We know we don’t have sufficient knowledge. The people that are producing the GMO food must spend sufficient money to also study the effects. That is why drugs are labeled. That is why contraceptives are labeled. Because we must know the side-effects and make a choice. And that choice is not there. We don’t understand and so if we cannot make a choice it is better to step aside.

Nobody should capitalize on the hunger around in order to introduce foods that we do not know the effects about. I think that we need to look even farther and start thinking about introducing food crops that are not already under the study of genetic engineering. We know that now it’s the grains, maize and soy beans and things like this that are already under study, but we have bananas in Africa, we have cassava. We shouldn’t go hungry and have to depend on food, grain coming from the USA or what. We can change slowly. We can change our eating styles and prevent this kind of process.

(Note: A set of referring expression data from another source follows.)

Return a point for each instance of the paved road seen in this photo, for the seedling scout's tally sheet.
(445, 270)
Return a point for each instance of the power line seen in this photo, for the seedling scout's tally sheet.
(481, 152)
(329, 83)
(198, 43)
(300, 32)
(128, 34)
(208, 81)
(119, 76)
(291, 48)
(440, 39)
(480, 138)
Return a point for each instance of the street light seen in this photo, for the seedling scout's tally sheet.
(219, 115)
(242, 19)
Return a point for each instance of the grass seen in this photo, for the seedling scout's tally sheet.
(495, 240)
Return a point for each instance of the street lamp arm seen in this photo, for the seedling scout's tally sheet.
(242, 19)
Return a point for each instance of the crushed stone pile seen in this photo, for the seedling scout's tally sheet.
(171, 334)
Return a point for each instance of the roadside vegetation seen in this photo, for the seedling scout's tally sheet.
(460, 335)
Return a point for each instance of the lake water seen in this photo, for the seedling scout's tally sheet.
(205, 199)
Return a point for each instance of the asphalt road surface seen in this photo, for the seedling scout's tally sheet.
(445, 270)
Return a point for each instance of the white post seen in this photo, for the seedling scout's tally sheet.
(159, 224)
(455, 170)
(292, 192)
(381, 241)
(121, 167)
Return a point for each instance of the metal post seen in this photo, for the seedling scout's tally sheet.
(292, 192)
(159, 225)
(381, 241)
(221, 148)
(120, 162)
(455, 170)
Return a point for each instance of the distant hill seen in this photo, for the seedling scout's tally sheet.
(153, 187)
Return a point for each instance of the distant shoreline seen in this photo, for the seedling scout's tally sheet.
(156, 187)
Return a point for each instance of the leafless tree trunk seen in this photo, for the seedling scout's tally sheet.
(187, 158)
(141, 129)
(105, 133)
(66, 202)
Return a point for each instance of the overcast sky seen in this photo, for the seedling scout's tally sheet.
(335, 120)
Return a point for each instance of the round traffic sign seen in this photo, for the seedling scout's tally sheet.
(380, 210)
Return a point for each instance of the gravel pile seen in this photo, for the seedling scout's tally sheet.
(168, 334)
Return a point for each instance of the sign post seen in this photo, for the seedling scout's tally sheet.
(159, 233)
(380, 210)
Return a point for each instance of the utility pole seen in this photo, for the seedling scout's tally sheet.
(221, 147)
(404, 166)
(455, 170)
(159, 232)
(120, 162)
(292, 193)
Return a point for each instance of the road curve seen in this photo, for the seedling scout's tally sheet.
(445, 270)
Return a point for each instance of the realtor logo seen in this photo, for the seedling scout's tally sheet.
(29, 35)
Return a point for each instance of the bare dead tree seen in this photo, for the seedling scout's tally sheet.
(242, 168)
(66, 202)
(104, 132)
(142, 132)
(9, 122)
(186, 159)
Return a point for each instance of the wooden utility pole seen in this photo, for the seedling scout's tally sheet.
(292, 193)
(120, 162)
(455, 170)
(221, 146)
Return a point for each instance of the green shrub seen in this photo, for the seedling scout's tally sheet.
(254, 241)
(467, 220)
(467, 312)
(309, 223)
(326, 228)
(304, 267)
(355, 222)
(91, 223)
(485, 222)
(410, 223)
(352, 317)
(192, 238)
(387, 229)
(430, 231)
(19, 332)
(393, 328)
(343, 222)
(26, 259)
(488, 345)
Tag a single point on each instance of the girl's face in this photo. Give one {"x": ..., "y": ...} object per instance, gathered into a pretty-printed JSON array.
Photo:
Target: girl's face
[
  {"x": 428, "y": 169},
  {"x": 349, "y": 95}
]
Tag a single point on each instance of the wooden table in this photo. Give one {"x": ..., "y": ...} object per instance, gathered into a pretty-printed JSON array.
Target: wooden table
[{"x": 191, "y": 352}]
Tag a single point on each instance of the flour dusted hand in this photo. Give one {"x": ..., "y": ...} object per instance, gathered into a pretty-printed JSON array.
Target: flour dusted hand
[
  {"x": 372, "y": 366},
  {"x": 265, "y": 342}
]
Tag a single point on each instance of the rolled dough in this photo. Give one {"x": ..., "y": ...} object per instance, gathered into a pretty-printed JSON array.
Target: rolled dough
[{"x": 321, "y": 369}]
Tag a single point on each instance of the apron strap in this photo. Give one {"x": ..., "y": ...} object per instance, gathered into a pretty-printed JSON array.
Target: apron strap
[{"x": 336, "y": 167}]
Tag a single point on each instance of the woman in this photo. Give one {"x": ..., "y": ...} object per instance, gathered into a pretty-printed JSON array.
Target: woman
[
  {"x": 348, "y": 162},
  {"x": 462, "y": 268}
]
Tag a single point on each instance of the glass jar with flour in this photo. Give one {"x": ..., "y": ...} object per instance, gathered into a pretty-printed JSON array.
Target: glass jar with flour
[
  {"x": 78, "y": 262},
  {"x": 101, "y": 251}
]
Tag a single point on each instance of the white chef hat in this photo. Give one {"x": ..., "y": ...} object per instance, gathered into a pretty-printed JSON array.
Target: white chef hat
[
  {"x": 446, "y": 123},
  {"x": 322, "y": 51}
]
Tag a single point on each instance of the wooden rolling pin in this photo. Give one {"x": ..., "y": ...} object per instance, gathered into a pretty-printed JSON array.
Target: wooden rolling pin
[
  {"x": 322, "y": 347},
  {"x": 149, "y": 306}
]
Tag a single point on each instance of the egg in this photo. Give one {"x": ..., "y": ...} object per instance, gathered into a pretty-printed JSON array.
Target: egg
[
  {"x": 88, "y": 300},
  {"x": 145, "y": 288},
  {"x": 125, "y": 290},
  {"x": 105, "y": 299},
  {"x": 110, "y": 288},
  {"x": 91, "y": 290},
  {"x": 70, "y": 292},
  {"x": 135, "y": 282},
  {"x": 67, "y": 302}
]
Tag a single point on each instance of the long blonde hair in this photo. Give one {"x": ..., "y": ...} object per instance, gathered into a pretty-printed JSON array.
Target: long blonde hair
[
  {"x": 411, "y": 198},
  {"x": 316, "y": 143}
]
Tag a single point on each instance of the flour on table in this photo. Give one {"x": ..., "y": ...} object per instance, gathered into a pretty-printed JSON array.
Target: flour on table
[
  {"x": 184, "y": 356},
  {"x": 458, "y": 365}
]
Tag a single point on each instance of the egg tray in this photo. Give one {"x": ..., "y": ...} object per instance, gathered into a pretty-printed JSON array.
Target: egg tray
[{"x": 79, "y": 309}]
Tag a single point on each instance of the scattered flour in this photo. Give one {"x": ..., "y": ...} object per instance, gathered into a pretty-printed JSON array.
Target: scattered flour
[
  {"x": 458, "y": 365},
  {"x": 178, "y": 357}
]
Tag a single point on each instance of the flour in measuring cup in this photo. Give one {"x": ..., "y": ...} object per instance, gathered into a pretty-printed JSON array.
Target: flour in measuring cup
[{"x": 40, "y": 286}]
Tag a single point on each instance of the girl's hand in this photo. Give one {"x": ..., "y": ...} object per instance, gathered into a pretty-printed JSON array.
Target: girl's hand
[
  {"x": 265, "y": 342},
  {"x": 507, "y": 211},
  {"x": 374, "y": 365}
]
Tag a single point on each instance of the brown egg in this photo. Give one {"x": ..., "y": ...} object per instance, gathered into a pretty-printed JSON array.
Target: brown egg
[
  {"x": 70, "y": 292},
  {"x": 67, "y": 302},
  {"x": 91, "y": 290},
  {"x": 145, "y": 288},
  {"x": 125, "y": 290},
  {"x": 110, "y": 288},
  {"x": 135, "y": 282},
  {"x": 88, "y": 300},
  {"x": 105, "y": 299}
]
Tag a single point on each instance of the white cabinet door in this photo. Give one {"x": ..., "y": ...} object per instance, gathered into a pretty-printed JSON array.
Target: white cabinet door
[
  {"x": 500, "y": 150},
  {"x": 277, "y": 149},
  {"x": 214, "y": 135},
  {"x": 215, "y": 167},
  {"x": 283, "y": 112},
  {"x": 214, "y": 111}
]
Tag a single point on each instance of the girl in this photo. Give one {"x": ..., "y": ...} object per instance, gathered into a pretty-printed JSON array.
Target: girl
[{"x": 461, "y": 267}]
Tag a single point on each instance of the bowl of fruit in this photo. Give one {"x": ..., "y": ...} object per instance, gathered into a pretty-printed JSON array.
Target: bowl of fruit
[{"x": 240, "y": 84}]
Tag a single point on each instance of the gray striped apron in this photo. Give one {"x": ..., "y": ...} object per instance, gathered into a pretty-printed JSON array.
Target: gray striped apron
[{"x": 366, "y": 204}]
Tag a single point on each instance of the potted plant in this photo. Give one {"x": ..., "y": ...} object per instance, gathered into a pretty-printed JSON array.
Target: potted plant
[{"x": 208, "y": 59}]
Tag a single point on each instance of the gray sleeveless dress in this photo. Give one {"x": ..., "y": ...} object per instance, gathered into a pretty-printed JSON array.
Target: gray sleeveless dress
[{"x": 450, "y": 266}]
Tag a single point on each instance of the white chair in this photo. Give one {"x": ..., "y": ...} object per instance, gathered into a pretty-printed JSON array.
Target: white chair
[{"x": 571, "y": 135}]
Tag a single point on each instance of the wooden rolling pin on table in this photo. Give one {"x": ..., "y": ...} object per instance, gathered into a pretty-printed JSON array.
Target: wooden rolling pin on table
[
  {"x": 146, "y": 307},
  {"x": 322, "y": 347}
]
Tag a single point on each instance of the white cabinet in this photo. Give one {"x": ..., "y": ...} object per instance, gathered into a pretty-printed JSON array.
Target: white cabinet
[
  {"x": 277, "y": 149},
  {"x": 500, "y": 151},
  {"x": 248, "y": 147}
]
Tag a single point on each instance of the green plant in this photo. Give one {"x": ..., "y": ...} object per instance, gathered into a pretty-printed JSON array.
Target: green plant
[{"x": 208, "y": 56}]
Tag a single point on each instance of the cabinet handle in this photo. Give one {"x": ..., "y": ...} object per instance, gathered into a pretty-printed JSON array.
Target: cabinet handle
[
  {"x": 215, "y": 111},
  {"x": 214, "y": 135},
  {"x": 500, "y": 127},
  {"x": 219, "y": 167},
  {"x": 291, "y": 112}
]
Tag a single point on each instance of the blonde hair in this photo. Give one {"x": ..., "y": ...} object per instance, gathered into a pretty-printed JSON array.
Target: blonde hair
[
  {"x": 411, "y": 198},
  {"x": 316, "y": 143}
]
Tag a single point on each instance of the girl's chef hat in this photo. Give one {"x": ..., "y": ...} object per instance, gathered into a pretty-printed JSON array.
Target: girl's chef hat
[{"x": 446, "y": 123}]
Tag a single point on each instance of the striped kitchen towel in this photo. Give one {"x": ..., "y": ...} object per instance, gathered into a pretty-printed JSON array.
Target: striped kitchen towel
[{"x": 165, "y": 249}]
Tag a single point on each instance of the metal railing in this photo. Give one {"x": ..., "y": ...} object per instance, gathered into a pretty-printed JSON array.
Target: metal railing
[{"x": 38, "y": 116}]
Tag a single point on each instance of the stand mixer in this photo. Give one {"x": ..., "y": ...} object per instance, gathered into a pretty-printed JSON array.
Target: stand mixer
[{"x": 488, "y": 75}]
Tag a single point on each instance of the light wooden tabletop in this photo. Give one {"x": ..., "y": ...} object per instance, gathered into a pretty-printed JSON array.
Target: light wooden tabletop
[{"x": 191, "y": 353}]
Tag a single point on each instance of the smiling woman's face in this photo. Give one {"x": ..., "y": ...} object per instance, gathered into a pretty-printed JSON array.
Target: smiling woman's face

If we are hungry today, yes we may be hungry. But maybe tomorrow we are not going to be hungry if we can plant strategically. This is the challenge that faces our leaders. They need to think hard and strategize and introduce food crops that are perennial, so you don’t have to grow seasonal crops. When you have a drought you are starving. Many countries in Africa are not starving because they have alternative food. I think this is what Zimbabwe and Zambia and these countries here need to start thinking about. If their countries have drought and they cannot grow maize, who said that they cannot grow bananas. They can take examples from other countries. They can think through developing other forms of food crops that can support them against some of these side effects.